黃道林點了點頭,“感覺如何?”
感覺?
楊文誨稍有愕然,旋即搖了搖頭,“感覺不是個什么好去處,那是瘴霧?”
深山之中,動物尸腐、植物腐敗,加上特殊的地理環境使然,會形成毒霧,這種毒霧被稱之為瘴。
尋常人不小心吸入,輕則頭暈眼花,惡心嘔吐,重則可是會有生命危險的。
“嗯,毒瘴,能扛得住么?”黃道林道。
“呵。”
楊文誨笑了,“我從小用毒煉體,雖然不敢說百毒不侵,但是,區區瘴毒,還奈何不了我……”

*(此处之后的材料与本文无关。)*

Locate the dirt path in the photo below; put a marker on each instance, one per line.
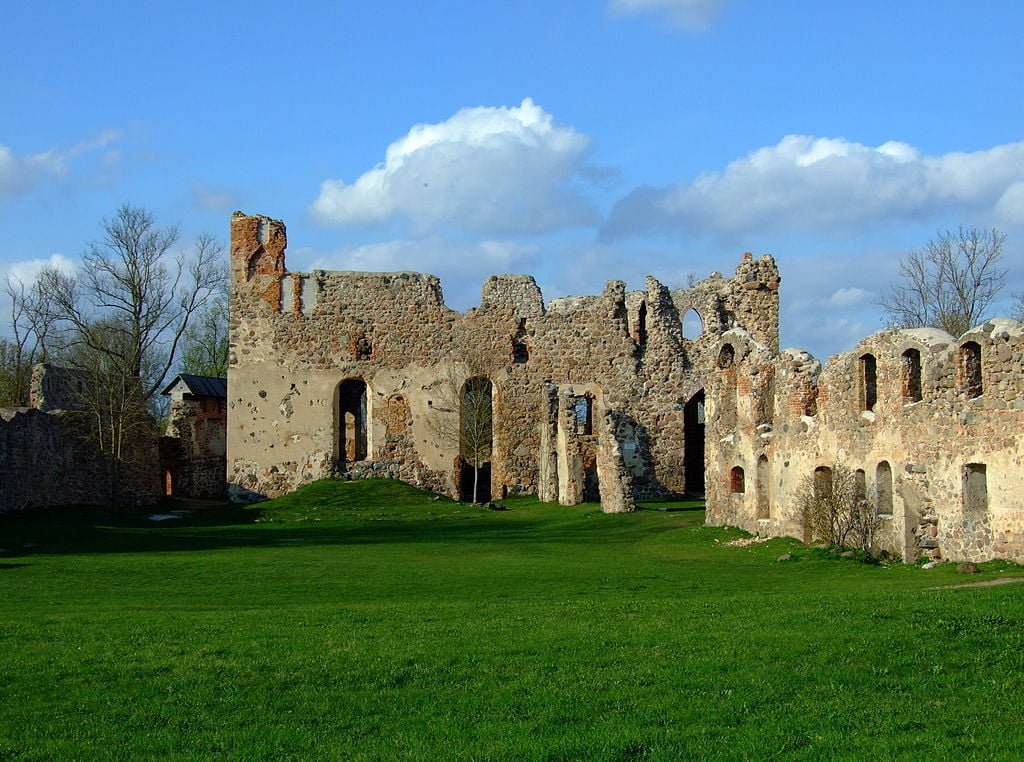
(985, 583)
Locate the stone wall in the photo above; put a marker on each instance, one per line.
(295, 338)
(194, 449)
(49, 455)
(935, 424)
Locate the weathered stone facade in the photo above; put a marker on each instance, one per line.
(48, 456)
(354, 374)
(934, 425)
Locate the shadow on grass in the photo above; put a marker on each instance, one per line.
(324, 513)
(241, 527)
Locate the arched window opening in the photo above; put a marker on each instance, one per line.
(868, 382)
(822, 482)
(351, 420)
(641, 333)
(884, 490)
(520, 349)
(476, 439)
(975, 488)
(737, 483)
(764, 497)
(911, 376)
(860, 487)
(692, 325)
(585, 414)
(970, 356)
(364, 349)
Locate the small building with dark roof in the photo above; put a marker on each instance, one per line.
(194, 449)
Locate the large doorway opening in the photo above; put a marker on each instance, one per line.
(351, 407)
(693, 445)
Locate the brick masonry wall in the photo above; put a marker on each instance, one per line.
(934, 447)
(295, 337)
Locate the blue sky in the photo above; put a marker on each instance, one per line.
(577, 141)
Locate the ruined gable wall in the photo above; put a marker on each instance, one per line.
(929, 445)
(295, 336)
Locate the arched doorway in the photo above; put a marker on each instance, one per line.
(475, 440)
(693, 445)
(350, 404)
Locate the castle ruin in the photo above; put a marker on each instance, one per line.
(603, 397)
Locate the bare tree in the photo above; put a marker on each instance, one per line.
(835, 508)
(110, 404)
(133, 297)
(31, 320)
(1018, 307)
(949, 284)
(204, 343)
(475, 432)
(463, 413)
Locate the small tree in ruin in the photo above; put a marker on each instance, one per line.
(835, 509)
(949, 284)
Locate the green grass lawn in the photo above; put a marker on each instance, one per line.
(369, 621)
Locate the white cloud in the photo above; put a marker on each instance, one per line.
(461, 265)
(19, 173)
(691, 14)
(27, 269)
(847, 297)
(820, 184)
(489, 170)
(210, 198)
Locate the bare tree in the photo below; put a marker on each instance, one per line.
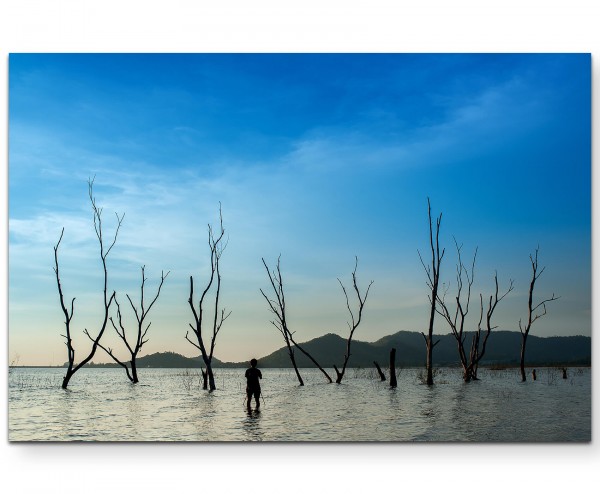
(456, 320)
(142, 329)
(534, 311)
(433, 277)
(277, 307)
(217, 246)
(355, 320)
(72, 368)
(476, 354)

畢竟是盤山界的大佬級人物,早些年也常在山中行走,又豈會怕什么瘴毒呢?
“你該問問這小家伙,扛得住扛不住?”楊文誨把目光抓向陳陽。
黃道林也往他看來。
陳陽道,“你們都能扛住,我應該也可以吧!”
他的體魄強大,還有b級生物毒素免疫的體質,所謂瘴毒,是某些微生物發酵出來的毒素,嚴格來說也能算是生物毒素。
那瘴毒應該超不過b級吧?
黃道林從衣兜里取出一粒蠟丸,往陳陽遞了過來,“小命要緊,不是逞能的時候,一會兒入谷前,把這顆藥含舌頭底下……”
陳陽自然也沒和他客氣。
收起蠟丸,道了聲謝。
“我先下去,你們把棺材放下來。”
黃道林顯然是早做了準備,從背包里取出一大捆繩子,一頭丟給陳陽,另一頭拽在他自己手里。
只見他縱身一躍,踩在崖壁上,往崖底快速的跑去。
陳陽單手扯著繩子,穩穩的站在崖上。
這老頭,未免也太信任他了些,自己這要是手一松,他還不直接掉下去摔死呀。
“嘿,這些年,黃五哥的修為貌似又精深了不少,離是造化境應該不遠了吧?”楊文誨感慨了一句。
“他很厲害?”陳陽好奇的看向他。
他一直都想問這個問題,黃道林對他來說,有點過于神秘。
楊文誨道,“你不是叫他叔公么?不了解他?”
陳陽搖了搖頭,“他是黃家村的端公,我和他,也剛認識不久,攏共就見過兩次……”
“呵。”
楊文誨笑了笑,“你小子還真是心大,就見過兩次,你就敢跟著他跑這兒來?”
陳陽道,“我跟你不也才見過兩三回么?”
“那怎么一樣?我好歹和你爺爺有點交情。”楊文誨的聲音拔高了兩個分貝,“他跟你能有個鳥的關系?”
“你的意思是,他會害我?”陳陽眼神微動。
“那倒不至于。”
楊文誨搖了搖頭,“黃五哥這人,還算是忠厚老實吧,當年二郎廟的事,他沒遷怒我們楊家其他人,人品還是靠得住的,只不過,他藏的挺深……”
“藏挺深?你是說,城府?”
“我是說,他的修為。”
楊文誨道,“他的修為,讓人有點看不懂,也許他們端公一脈就是這樣吧,雖然同樣只是靈境,但是,他這個靈境,和我們不太一樣,當年我大哥和他較量過一次,并非他的對手……”
“你大哥?快造化境的那位?”
“嗯!”
楊文誨點了點頭,“所以,我說他藏的深,不顯山不露水的,藏在山溝溝里,算得上一位真正的隱士,知道他存在的人可不多……”
這時候,黃道林已經到了崖底。
陳陽感覺到繩子一輕,緊接著被拉了幾下。